Q2: While keeping the Y-axis constant (the success probability), we can take a look at different X's that might suggest whether or not a coin will be successful. From the graphs above, we can see that as the rating goes higher, the success probability goes higher. Similarly, as the token for sale, accepting currencies, and team size gets larger, the success probability of a coin goes up. Conversely, as the number of restricted areas is higher, the success probability drops because less people can adopt the coin.
Q3: Variables that may be used from the data set to find meaningful X could be the country, is_ico and raised_usd, with success in Y, since such factors may help identify the performances of previous ICOs according to success and provide a guidance of successful and unsuccessful upcoming ICOs. Additionally, the heatmap helps visualize the different correlations between variables to see whether the data is meaningful and which combinations show a greater importance, hence providing a tool to make decisions on which variables should stand in X to be meaningful.

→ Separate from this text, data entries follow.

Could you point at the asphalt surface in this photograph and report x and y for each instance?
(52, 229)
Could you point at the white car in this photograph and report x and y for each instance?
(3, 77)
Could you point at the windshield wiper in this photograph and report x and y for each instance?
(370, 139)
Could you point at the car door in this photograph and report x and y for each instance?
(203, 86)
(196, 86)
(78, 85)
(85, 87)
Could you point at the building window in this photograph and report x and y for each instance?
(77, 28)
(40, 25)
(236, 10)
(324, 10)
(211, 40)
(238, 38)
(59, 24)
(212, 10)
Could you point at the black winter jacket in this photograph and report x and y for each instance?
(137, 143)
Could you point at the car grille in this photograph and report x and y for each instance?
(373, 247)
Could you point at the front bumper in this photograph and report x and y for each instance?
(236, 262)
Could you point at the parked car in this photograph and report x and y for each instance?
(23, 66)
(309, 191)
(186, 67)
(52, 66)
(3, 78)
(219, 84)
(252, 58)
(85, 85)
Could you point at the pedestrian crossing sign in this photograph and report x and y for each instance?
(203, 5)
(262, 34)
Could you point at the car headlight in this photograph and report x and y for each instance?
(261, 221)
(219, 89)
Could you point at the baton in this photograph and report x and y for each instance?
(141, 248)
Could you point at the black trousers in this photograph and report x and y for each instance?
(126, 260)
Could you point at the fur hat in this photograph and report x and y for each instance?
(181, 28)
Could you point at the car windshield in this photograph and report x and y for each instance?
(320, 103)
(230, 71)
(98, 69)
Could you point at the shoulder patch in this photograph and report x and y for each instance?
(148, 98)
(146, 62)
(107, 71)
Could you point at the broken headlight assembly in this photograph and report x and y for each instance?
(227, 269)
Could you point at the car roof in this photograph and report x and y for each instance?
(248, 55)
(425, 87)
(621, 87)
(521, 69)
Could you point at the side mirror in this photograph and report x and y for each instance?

Q4: Firstly, we can use ‘is_ico’ to determine whether the data fits the scope, whether the offer is a subject for our study field. Secondly, we can compare the 'raised_usd' set with 500,000 to determine the success of the ICO. For a successful ICO, it should raise more than this amount. For countries, we can determine the success of different ICO in different countries based on the combination of ‘raised_usd’ and ‘country’ -the success of different ICO in different countries will be different due to different national policies, promotion degree and public opinion. So we might be able to find some possible connections by using the combination of ‘raised_usd’ and ‘country’.